Deliberation in Latent Space via Differentiable Cache Augmentation
- URL: http://arxiv.org/abs/2412.17747v1
- Date: Mon, 23 Dec 2024 18:02:25 GMT
- Title: Deliberation in Latent Space via Differentiable Cache Augmentation
- Authors: Luyang Liu, Jonas Pfeiffer, Jiaxing Wu, Jun Xie, Arthur Szlam,
- Abstract summary: We show that a frozen large language model can be augmented with an offline coprocessor that operates on the model's key-value (kv) cache.
This coprocessor augments the cache with a set of latent embeddings designed to improve the fidelity of subsequent decoding.
We show experimentally that when a cache is augmented, the decoder achieves lower perplexity on numerous subsequent tokens.

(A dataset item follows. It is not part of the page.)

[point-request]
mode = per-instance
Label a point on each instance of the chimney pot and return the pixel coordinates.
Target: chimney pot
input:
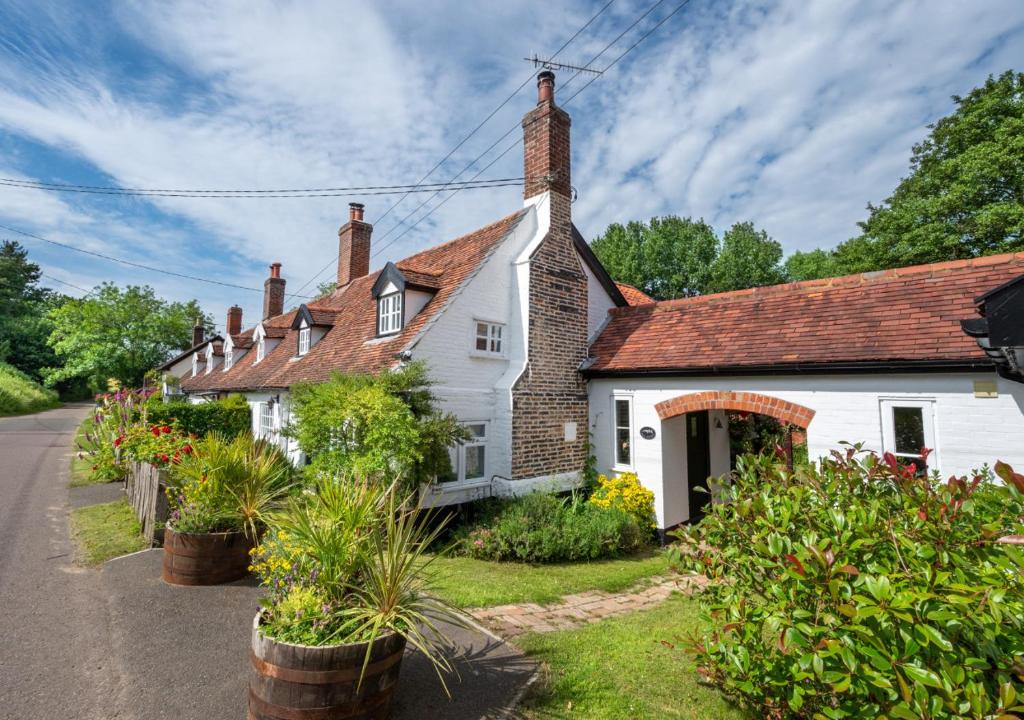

- Score: 48.228222586655484
- License:
- Abstract: Techniques enabling large language models (LLMs) to "think more" by generating and attending to intermediate reasoning steps have shown promise in solving complex problems. However, the standard approaches generate sequences of discrete tokens immediately before responding, and so they can incur significant latency costs and be challenging to optimize. In this work, we demonstrate that a frozen LLM can be augmented with an offline coprocessor that operates on the model's key-value (kv) cache. This coprocessor augments the cache with a set of latent embeddings designed to improve the fidelity of subsequent decoding. We train this coprocessor using the language modeling loss from the decoder on standard pretraining data, while keeping the decoder itself frozen. This approach enables the model to learn, in an end-to-end differentiable fashion, how to distill additional computation into its kv-cache. Because the decoder remains unchanged, the coprocessor can operate offline and asynchronously, and the language model can function normally if the coprocessor is unavailable or if a given cache is deemed not to require extra computation. We show experimentally that when a cache is augmented, the decoder achieves lower perplexity on numerous subsequent tokens. Furthermore, even without any task-specific training, our experiments demonstrate that cache augmentation consistently reduces perplexity and improves performance across a range of reasoning-intensive tasks.